3:50 PM | *”Seven minutes of terror” on Monday afternoon as NASA spacecraft are set to land on Mars and the landing will be televised*
Landing on Mars is no easy feat. InSight, short for Interior Exploration using Seismic Investigations, Geodesy and Heat Transport, is the latest NASA probe set to land on Mars--or disintegrate in the attempt. On Monday afternoon, it will tear through the planet's atmosphere in a fireball, shedding more than 12,000 mph of velocity in just under 7 minutes. The interminable stretch from the moment a spacecraft hits the very thin Martian atmosphere to the second it touches down on the Red Planet’s rusty surface, is what scientists call “the seven minutes of terror". In addition, for the first time ever, tiny cubesats are approaching Mars and will be released by the lander. The two tiny spacecraft are officially known as MarCO-A and MarCO-B and they will watch NASA's InSight lander touchdown on the Red Planet relaying updates to Earth in near-real time. If successful, the MarCOs could represent a new kind of communication capability to Earth. They were launched alongside the lander on May 5, 2018.
NASA hopes InSight will gently touchdown just before 3pm ET on Monday afternoon onto the plains of Elysium Planitia - a vast, flat, almost featureless plain near the equator - where it can drill into Mars, using seismometers, heat flow sensors, and radios to study the planet's interior. It is the first outer space robotic explorer to study in-depth the "inner space" of Mars: its crust, mantle, and core. Studying Mars' interior structure answers key questions about the early formation of rocky planets in our inner solar system - Mercury, Venus, Earth, and Mars - more than 4 billion years ago, as well as rocky exoplanets. InSight also measures tectonic activity and meteorite impacts on Mars today. The lander uses cutting edge instruments, to delve deep beneath the surface and seek the fingerprints of the processes that formed the terrestrial planets. It does so by measuring the planet's "vital signs": its "pulse" (seismology), "temperature" (heat flow), and "reflexes" (precision tracking). Previous missions to Mars have investigated the surface history of the Red Planet by examining features like canyons, volcanoes, rocks and soil. However, signatures of the planet's formation can only be found by sensing and studying its "vital signs" far below the surface.
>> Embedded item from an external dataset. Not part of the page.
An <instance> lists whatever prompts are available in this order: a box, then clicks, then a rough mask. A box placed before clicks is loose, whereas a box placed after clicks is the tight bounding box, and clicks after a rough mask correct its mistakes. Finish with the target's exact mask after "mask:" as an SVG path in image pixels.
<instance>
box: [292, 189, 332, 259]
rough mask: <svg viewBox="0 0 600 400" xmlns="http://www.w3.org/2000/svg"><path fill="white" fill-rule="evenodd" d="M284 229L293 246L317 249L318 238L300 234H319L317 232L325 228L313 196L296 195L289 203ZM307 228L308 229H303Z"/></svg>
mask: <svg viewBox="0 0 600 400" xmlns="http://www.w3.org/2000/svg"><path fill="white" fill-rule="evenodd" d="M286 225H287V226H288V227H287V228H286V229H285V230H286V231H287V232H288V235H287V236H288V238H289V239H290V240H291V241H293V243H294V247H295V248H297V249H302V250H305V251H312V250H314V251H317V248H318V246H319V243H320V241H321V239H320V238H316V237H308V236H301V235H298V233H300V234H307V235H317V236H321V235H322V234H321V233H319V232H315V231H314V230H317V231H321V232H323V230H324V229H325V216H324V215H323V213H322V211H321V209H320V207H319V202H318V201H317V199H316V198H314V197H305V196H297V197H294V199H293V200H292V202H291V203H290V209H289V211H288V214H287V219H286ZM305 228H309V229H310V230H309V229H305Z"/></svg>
Early in its history, Mars may have looked a lot like Earth. Magnetization in ancient rocks suggest it had a global magnetic field like Earth’s, powered by a churning mantle and metallic core. The field would have protected the planet from radiation, allowing it to hold on to an atmosphere much thicker than the one that exists today. This in turn likely enabled liquid water to pool on Mars' surface; images from satellites reveal the outlines of long-gone lakes, deltas and river-carved canyons. But the last 3 billion years have been a slow-motion disaster for the Red Planet. The dynamo died; the magnetic field faltered; the water evaporated; and more than half of the atmosphere was stripped away by solar winds. The InSight mission was designed to find out why.
In comparison to the other terrestrial planets, Mars is neither too big nor too small. This means that it preserves the record of its formation and can give us insight into how the terrestrial planets formed. It is the perfect laboratory from which to study the formation and evolution of rocky planets. Scientists know that Mars has low levels of geological activity. But a lander like InSight can also reveal just how active Mars really is.
NASA should know if the lander’s solar arrays have deployed by Monday evening, thanks to recordings from the Mars Reconnaissance Orbiter. Within a day, the agency will get its first images of the spacecraft’s landing site — that’s where the science will start. The mission is expected to last about two Earth-years.